In the subsequent six months, the CPC Central Committee and the State Council orchestrated the collaboration of over 200 experts to meticulously devise a comprehensive strategy for the development of high-tech sectors. After three rounds of thorough scientific and technical assessments, the CPC Central Committee and the State Council granted approval to the National High-Tech R&D Program, often referred to as the "863 Program." Over the ensuing two decades, the "863 Program" played an instrumental role in propelling the growth of China's high-tech industries.
No.5 Expanding coastal opening-up
In 1987, a Nei Can report titled "Conception for a Development Strategy of the International Macro-Level Circular Economy" was submitted via Xinhua News Agency. The author was Wang Jian, a deputy researcher at the Economic Research Institute of the State Development Planning Commission [now a subsidiary of the Macroeconomic Research Institute under the NDRC]. This report envisioned the expansion of open economies in coastal regions, the establishment of a large-scale imports and large-scale exports processing sector, and active engagement in the international macro-level economic circle.
The report captured intensive attention from China's top leaders. In January 1988, Deng Xiaoping issued a directive that opening up and economic development in coastal areas urging bold and accelerated efforts, emphasizing no delay in seizing the opportunity.
On February 6, the Political Bureau of the CPC Central Committee formally approved the economic development strategy for coastal regions. Then, on March 4, the State Council convened a conference dedicated to the opening up of the coastal region. During this event, slogans such as "foreign markets and foreign resources," "large-scale imports and large-scale exports," "export-ensured imports," "import-sustained exports," and "integration of import and export" were introduced.
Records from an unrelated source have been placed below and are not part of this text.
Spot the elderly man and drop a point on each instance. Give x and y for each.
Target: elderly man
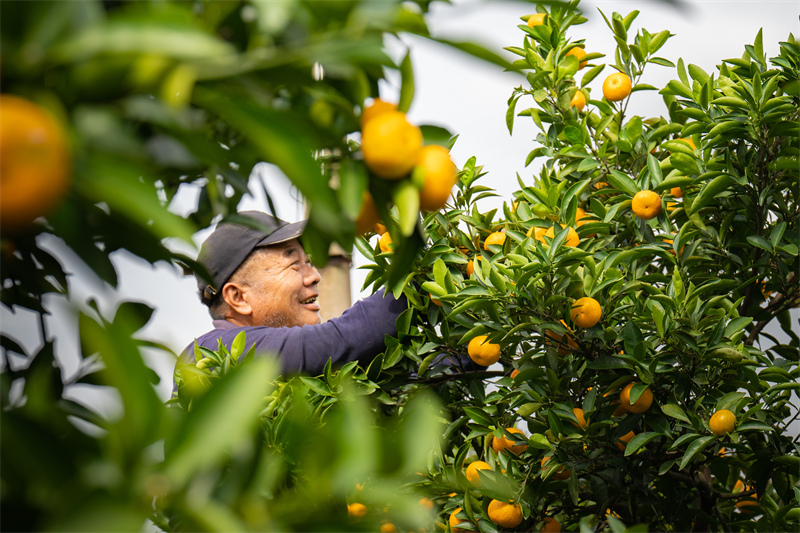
(265, 285)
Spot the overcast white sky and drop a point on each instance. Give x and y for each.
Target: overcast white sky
(469, 98)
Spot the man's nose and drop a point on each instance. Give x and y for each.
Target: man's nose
(311, 276)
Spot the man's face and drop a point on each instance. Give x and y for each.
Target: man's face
(283, 287)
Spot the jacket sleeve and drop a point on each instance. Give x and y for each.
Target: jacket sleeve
(357, 335)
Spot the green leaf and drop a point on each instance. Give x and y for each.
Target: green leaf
(680, 89)
(237, 346)
(729, 401)
(144, 36)
(317, 385)
(710, 192)
(694, 449)
(674, 411)
(622, 182)
(479, 52)
(591, 74)
(640, 440)
(434, 288)
(479, 416)
(131, 193)
(285, 140)
(512, 105)
(760, 242)
(221, 418)
(406, 198)
(407, 87)
(736, 325)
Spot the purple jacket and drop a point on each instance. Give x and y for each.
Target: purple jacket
(357, 335)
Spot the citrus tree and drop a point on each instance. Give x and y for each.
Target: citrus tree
(616, 307)
(109, 112)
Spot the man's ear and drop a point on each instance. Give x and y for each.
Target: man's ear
(235, 295)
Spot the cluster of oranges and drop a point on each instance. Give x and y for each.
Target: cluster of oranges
(584, 313)
(393, 149)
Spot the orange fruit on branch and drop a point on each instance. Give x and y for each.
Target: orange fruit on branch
(501, 444)
(582, 422)
(505, 514)
(617, 87)
(35, 163)
(386, 243)
(646, 204)
(498, 238)
(572, 236)
(471, 265)
(440, 176)
(585, 312)
(722, 422)
(536, 19)
(356, 510)
(623, 441)
(390, 145)
(639, 406)
(472, 472)
(536, 232)
(578, 100)
(482, 352)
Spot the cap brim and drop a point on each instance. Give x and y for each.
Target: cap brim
(284, 233)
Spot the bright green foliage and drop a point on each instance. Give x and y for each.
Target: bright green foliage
(159, 96)
(157, 99)
(685, 298)
(321, 443)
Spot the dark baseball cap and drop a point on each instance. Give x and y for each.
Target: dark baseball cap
(233, 240)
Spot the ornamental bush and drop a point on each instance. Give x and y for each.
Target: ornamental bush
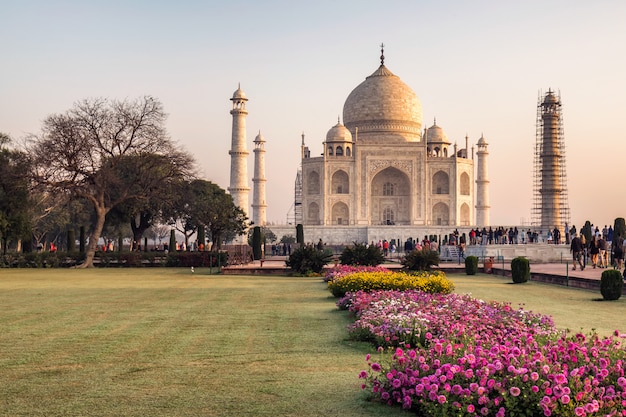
(421, 260)
(520, 270)
(471, 265)
(360, 254)
(611, 284)
(308, 259)
(431, 282)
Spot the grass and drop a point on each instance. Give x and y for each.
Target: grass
(571, 308)
(164, 342)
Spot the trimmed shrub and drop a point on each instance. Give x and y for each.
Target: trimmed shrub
(256, 243)
(307, 259)
(611, 284)
(420, 260)
(471, 265)
(360, 254)
(300, 234)
(520, 270)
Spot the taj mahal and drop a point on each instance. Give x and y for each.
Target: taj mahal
(381, 175)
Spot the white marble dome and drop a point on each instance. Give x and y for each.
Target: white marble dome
(383, 102)
(339, 133)
(436, 135)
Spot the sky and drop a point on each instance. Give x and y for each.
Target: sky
(478, 67)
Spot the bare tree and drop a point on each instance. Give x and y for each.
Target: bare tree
(90, 149)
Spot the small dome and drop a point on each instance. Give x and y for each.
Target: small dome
(550, 98)
(339, 133)
(239, 94)
(436, 134)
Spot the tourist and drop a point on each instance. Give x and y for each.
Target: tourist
(618, 252)
(602, 252)
(576, 248)
(595, 251)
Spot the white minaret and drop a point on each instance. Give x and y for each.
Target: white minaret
(482, 184)
(259, 206)
(239, 153)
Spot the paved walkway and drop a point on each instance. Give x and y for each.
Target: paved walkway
(557, 269)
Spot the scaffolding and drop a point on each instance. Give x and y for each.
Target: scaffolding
(550, 197)
(297, 200)
(294, 215)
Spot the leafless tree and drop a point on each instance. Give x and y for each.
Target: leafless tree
(107, 152)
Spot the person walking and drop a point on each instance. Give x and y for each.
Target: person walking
(603, 255)
(576, 248)
(594, 249)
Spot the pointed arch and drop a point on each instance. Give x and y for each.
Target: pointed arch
(340, 182)
(465, 217)
(390, 197)
(441, 214)
(441, 183)
(465, 184)
(313, 214)
(340, 214)
(313, 183)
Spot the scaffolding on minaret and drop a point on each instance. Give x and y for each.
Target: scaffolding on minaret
(297, 201)
(550, 197)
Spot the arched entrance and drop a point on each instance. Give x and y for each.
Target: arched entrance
(341, 214)
(390, 201)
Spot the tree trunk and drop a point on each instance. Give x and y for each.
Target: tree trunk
(101, 213)
(140, 229)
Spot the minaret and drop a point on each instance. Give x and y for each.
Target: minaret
(550, 181)
(239, 153)
(482, 184)
(259, 207)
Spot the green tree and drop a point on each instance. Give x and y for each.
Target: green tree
(207, 205)
(85, 152)
(15, 204)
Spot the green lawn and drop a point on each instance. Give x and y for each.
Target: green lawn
(165, 342)
(571, 308)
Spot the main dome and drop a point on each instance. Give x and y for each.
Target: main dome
(384, 103)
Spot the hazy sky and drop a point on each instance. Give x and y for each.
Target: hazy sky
(477, 66)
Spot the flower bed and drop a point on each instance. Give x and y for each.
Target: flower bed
(364, 280)
(470, 358)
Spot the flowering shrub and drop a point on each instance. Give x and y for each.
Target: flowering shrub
(341, 270)
(415, 318)
(387, 280)
(486, 359)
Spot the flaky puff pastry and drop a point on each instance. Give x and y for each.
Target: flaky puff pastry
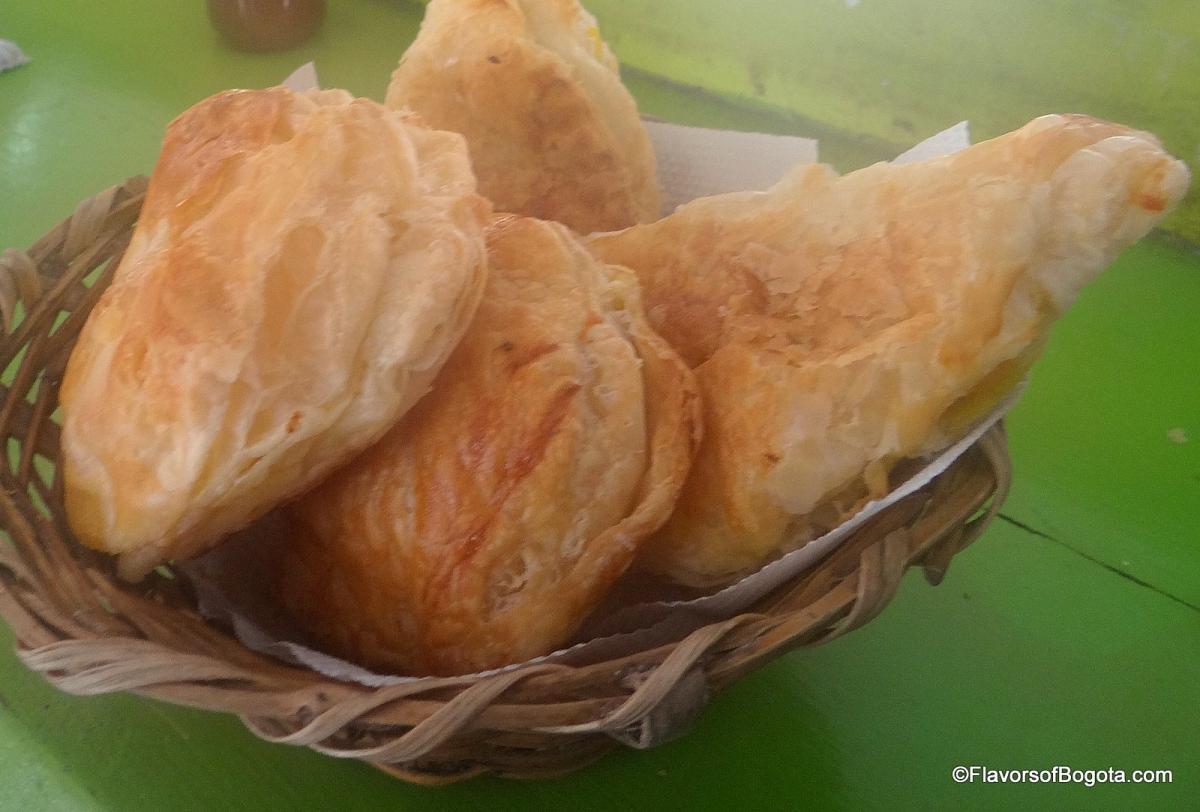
(838, 325)
(552, 131)
(485, 527)
(303, 266)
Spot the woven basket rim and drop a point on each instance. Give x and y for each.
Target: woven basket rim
(88, 632)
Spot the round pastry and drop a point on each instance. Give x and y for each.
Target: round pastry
(496, 515)
(552, 131)
(303, 266)
(838, 325)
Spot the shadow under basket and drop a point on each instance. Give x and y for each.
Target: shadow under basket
(88, 632)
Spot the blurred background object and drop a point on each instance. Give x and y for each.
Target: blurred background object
(267, 24)
(11, 55)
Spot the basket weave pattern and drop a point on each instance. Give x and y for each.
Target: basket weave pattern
(88, 632)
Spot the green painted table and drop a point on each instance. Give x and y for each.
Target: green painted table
(1068, 635)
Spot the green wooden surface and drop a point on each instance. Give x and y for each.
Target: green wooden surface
(1069, 635)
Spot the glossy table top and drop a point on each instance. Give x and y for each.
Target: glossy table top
(1069, 635)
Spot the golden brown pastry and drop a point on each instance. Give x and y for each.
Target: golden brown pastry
(303, 266)
(552, 131)
(838, 325)
(485, 527)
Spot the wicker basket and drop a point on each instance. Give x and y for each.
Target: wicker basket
(88, 632)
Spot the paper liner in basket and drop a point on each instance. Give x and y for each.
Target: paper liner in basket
(693, 162)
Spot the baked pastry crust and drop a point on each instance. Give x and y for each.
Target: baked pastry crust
(838, 325)
(303, 265)
(552, 131)
(493, 517)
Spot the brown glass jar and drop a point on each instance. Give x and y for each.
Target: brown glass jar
(267, 24)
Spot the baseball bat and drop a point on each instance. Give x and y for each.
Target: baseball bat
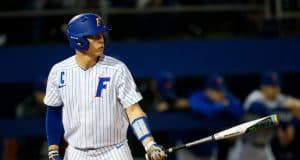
(247, 127)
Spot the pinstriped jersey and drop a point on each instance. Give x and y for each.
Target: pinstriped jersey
(93, 101)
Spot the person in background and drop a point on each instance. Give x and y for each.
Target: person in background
(215, 102)
(32, 107)
(164, 93)
(265, 101)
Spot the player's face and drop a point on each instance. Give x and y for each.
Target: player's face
(96, 44)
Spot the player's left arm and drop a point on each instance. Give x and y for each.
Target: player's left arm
(140, 127)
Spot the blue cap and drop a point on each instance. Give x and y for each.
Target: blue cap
(40, 85)
(270, 78)
(215, 82)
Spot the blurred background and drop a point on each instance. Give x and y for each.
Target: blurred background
(201, 65)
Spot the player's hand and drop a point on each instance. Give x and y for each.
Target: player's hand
(156, 152)
(53, 155)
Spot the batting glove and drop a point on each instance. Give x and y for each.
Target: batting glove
(155, 152)
(53, 155)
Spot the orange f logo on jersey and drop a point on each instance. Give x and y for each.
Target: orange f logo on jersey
(98, 21)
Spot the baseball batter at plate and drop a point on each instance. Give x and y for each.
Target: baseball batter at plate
(92, 98)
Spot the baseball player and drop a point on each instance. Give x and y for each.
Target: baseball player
(93, 98)
(266, 100)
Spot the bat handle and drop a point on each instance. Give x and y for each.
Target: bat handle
(172, 149)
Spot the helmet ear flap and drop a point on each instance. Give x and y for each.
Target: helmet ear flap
(78, 43)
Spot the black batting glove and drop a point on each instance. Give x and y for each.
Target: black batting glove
(155, 152)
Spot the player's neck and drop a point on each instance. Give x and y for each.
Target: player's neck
(85, 61)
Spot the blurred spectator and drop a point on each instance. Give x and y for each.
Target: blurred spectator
(165, 99)
(164, 94)
(32, 107)
(215, 102)
(265, 101)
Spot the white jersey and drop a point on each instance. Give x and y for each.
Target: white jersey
(93, 101)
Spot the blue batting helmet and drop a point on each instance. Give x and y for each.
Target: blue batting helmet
(82, 25)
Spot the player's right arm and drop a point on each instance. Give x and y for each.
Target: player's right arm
(54, 104)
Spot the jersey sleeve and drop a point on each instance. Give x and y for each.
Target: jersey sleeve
(52, 97)
(127, 91)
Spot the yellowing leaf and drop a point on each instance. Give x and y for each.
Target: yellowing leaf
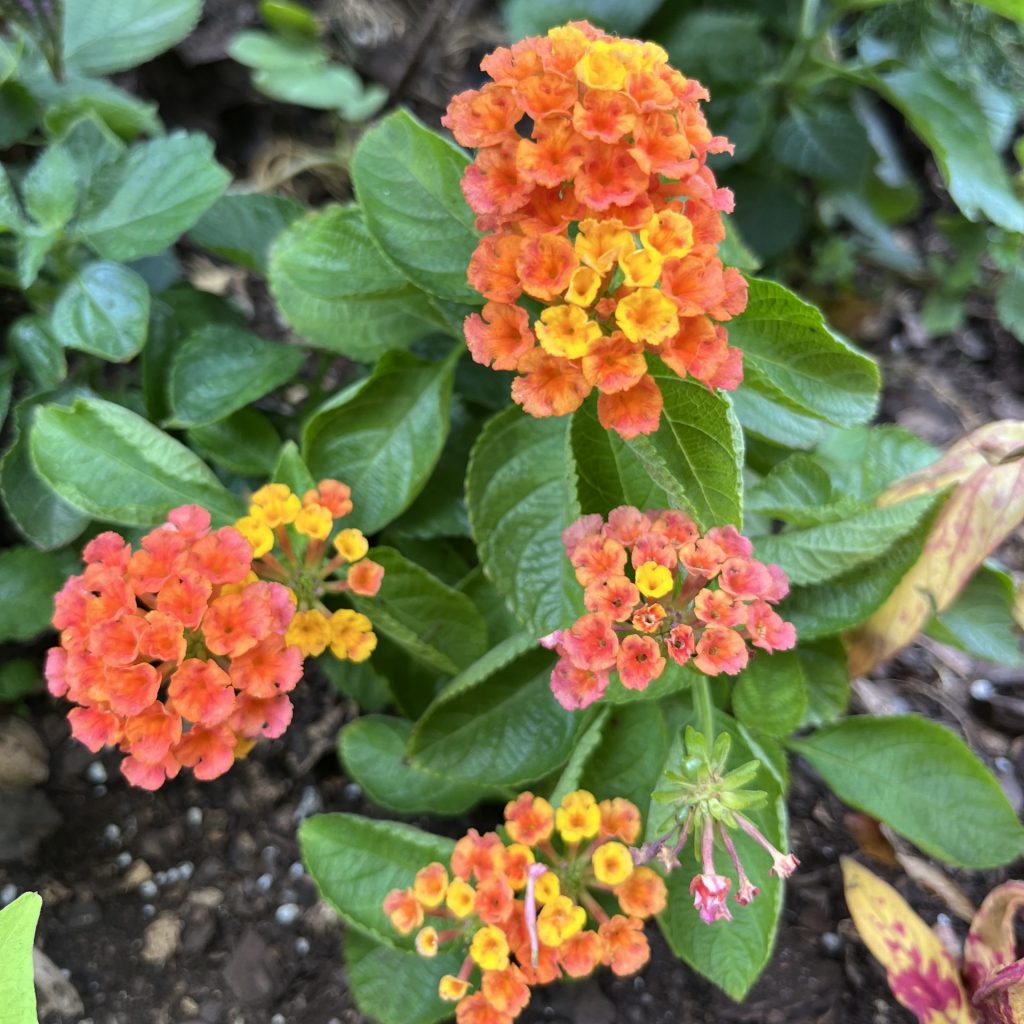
(922, 975)
(993, 973)
(986, 471)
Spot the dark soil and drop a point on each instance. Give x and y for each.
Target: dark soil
(192, 904)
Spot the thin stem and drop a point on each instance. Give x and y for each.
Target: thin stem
(704, 708)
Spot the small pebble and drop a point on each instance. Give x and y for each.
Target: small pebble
(286, 913)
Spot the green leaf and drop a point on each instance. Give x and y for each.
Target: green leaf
(850, 598)
(38, 351)
(520, 496)
(334, 287)
(947, 118)
(534, 17)
(103, 36)
(384, 436)
(241, 227)
(17, 928)
(729, 953)
(814, 554)
(770, 694)
(261, 51)
(373, 751)
(786, 341)
(505, 730)
(608, 472)
(822, 140)
(113, 464)
(396, 986)
(407, 180)
(50, 187)
(103, 310)
(696, 454)
(244, 442)
(633, 749)
(40, 515)
(981, 620)
(29, 579)
(433, 623)
(355, 862)
(323, 87)
(146, 199)
(220, 369)
(799, 491)
(19, 677)
(919, 777)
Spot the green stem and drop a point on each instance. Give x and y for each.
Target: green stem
(704, 708)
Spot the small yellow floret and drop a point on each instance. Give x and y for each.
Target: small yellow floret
(351, 545)
(612, 863)
(489, 948)
(653, 580)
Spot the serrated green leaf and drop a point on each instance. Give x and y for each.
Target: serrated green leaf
(913, 774)
(520, 495)
(608, 471)
(104, 36)
(355, 862)
(814, 554)
(242, 226)
(244, 442)
(385, 437)
(429, 620)
(787, 342)
(218, 370)
(407, 180)
(151, 196)
(103, 310)
(17, 928)
(505, 730)
(696, 454)
(335, 288)
(108, 461)
(373, 751)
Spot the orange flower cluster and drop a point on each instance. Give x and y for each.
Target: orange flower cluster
(607, 215)
(521, 908)
(174, 652)
(654, 586)
(300, 530)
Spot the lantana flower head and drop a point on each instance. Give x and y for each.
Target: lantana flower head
(524, 912)
(295, 542)
(607, 214)
(657, 590)
(175, 652)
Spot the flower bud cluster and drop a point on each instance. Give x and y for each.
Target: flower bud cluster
(295, 543)
(174, 652)
(606, 215)
(656, 588)
(523, 909)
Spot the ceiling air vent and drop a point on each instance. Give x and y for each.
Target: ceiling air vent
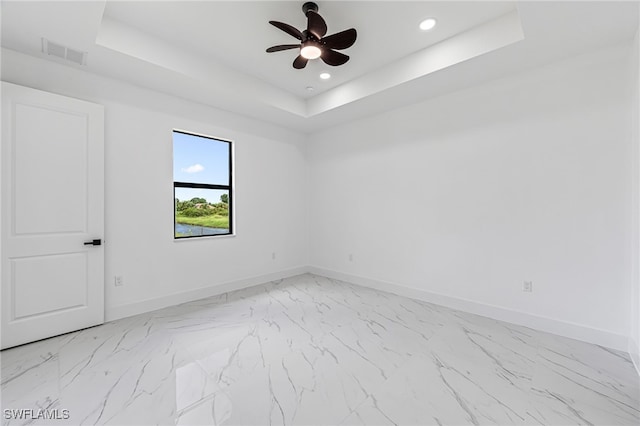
(68, 54)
Continuing this momentum, on March 18, the State Council issued the "Circular of the State Council Concerning the Expansion of the Scope of the Coastal Economic Open Zones." This initiative encompassed 140 cities and counties, including provincial capitals like Hangzhou, Nanjing, Shenyang, among others, thereby increasing the population within the coastal economic opening areas to 160 million.
In recognition of his instrumental role in this transformative development, Wang Jian was honored as one of "China's Top Ten Outstanding Youths of 1988."
No.6 Extensive advisory of Hu Angang
Starting in 1985, Hu Angang, Professor at the School of Public Policy and Management, Tsinghua University, embarked on a comprehensive study of contemporary China. In mid-June 1993, "A Study of China State Capacity," co-authored by Hu Angang and Wang Shaoguang, was internally published by Xinhua News Agency. This report garnered significant attention from top decision-makers and served as a vital reference point for subsequent fiscal and tax reforms in China. Among the seven recommendations put forth in the report, six were subsequently adopted as official policy.
For an English explanation of Hu and Wang's "State Capacity" theory, refer to Wang, & Hu. (2001). State Capacity. In The Chinese Economy in Crisis (1st ed., p. 16). Routledge.
In 1994, Hu Angang proposed that "special zones are not special." He advocated for the gradual elimination of preferential policies in these special zones and the implementation of national treatment in an effort to narrow regional disparities. Despite persistent criticism from the Shenzhen Municipal Party Committee and Shenzhen Special Zone Daily, central leaders ultimately embraced the majority of his proposals.
Additionally, during the mid-1990s, Hu Angang and his collaborators advocated for the development in the western region of China, sole reliance on tax revenues for military funding, and other policy recommendations. These ideas later evolved into central policies in the late 1990s. As a result of his influential contributions, Hu was frequently invited to policy inquiry sessions hosted by China's top leaders and to long-term planning consultation meetings organized by national ministries and commissions. This recognition solidified his position as a respected advisor within high-level decision-making circles.